The execution process of a typical detection network on the DNN accelerator and CPU.

### 4. Elastic PE Resource Management
Existing PE design is composed of Multiply-and-Accumulate (MAC)and Convolution Accumulator (CACC) with a single-channel design. Naturally, this structure is unable to support dual-model input-output or multi-model input-output. Also, existing PE structure does not support dynamical allocation for target and detection network.

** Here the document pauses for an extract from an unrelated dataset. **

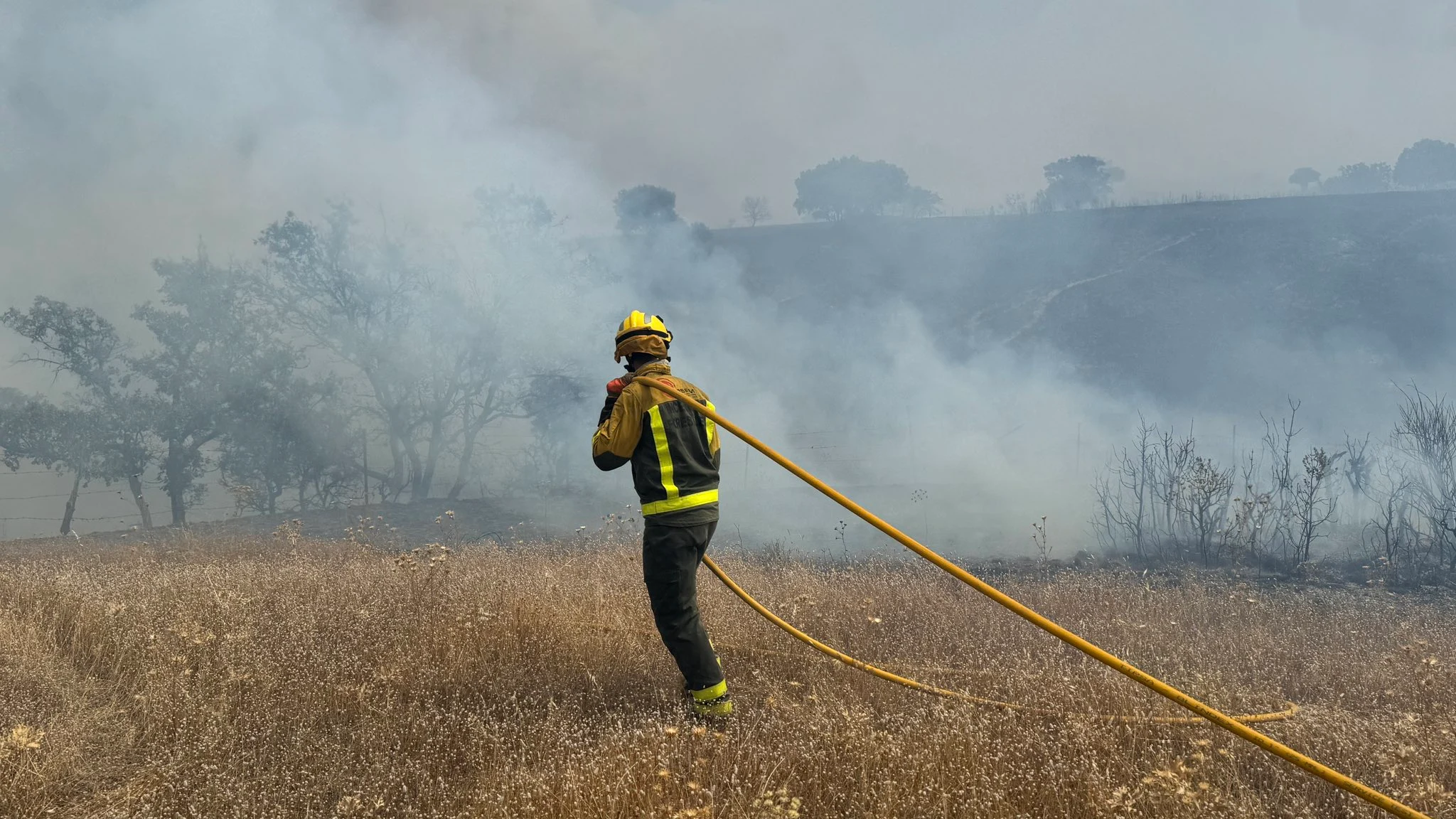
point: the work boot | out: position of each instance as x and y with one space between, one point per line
711 703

#### New Components for PEs
- MAC Switch (MS) unit
An MS unit is added to the input port of PE to select the activation value or weight of the input of a certain network.
- Adder Switch (AS) unit
An AS unit is added to the output port of PE to select the computational output or partial sum of a certain network.
- Routing Logic unit
It guarantees the consistency of data input and output routes belonging to the same network.
### 5. Compiler Design
#### Goals
1. minimize off-chip accesses
2. maximize performance of target and detection network
#### Analytical model
A heuristic resource optimization search algorithm to optimize the scheduling and resource partitioning.
```c=
algorithm(dataflow_graph, data_dependency_of_models, dnnguand_hw_params)
{
int result_pe, result_buf;
int max_num_pe = dnnguand_hw_params.pe;
int estimated_pe, estimated_buf, estimated_cycles;
// the number of PEs and the on-chip buffer size for each layer
// the estimated execution cycles
estimated_pe, estimated_buf, estimated_cycles = initialization(dataflow_graph, data_dependency_of_models, dnnguand_hw_params);
num_pe = select_proper_pe(estimated_pe);
for num_pe < max_num_pe {
// search the proper on-chip buffer size and PEs
num_buff = search_proper_buff(estimated_buf);
// the execution cycle is evaluatedin the simulator based on the allocated resources
cycles = estimation(num_pe, num_buff);
if cycles < estimated_cycles {
estimated_cycles = cycles;
result_buf = num_buff;
result_pe = num_pe;
}
num_pe += 1
}
return result_pe, result_buf
}
```
## Evaluation

### Baselines

To make fair comparison, we re-implement NVDLA called Source-NVDLA (SNVDLA) which combines the large NVDLA and the small NVDLA together to run the target network and the adversarial network respectively. The elastic NVDLA (ENVDLA) has an equal amount of PE and on-chip buffer as the SNVDLA.
### Performance

The elastic NVDLA use synchronization and configuration instructions to dynamically adjust the resource allocation for better performance.
On average, the elastic NVDLA achieves around **1.42 speedup** over SNVDLA.
- dynamic resource allocation results in the performance improvement of about **18.4%**.
- data communication improves the performance of the elastic NVDLA by **32.1%**.
The elastic NVDLA integrates dedicated functional units and elastic resources management optimized for DNN techniques. The extension AI instruction also improves the utilization of on-chip buffer and PE resources, which is the major reason for the elastic NVDLA performance improvement.
#### The performance improvement of tightly coupled DNN accelerator architecture

#### Area

The scheduler, elastic on-chip buffer management mechanism and elastic PE resource management mechanism consume about 9.9% of the power.
### Sensitivity Analysis

#### a. The number of PE
While the number of PE increases from 64 to 2048, the computational performance does not increase linearly, so the elastic DNN accelerator does not need too many PEs.
PE utilization is close to 100% when the number of PEs is in the range of ++64~256++.
#### b. Buffer Capacity
The performance improvement is mainly limited by the DRAM bandwidth.
#### c. DRAM Bandwidth
AlexNet and VGG16 have higher sensitivity to DRAM memory due to heavy-weight full connection layers.
#### d. LLC ([Last Level Cache](https://en.wikichip.org/wiki/last_level_cache)) size of CPU
When LLC size is larger than 256KB, the performance of these defense methods does not increase correspondingly.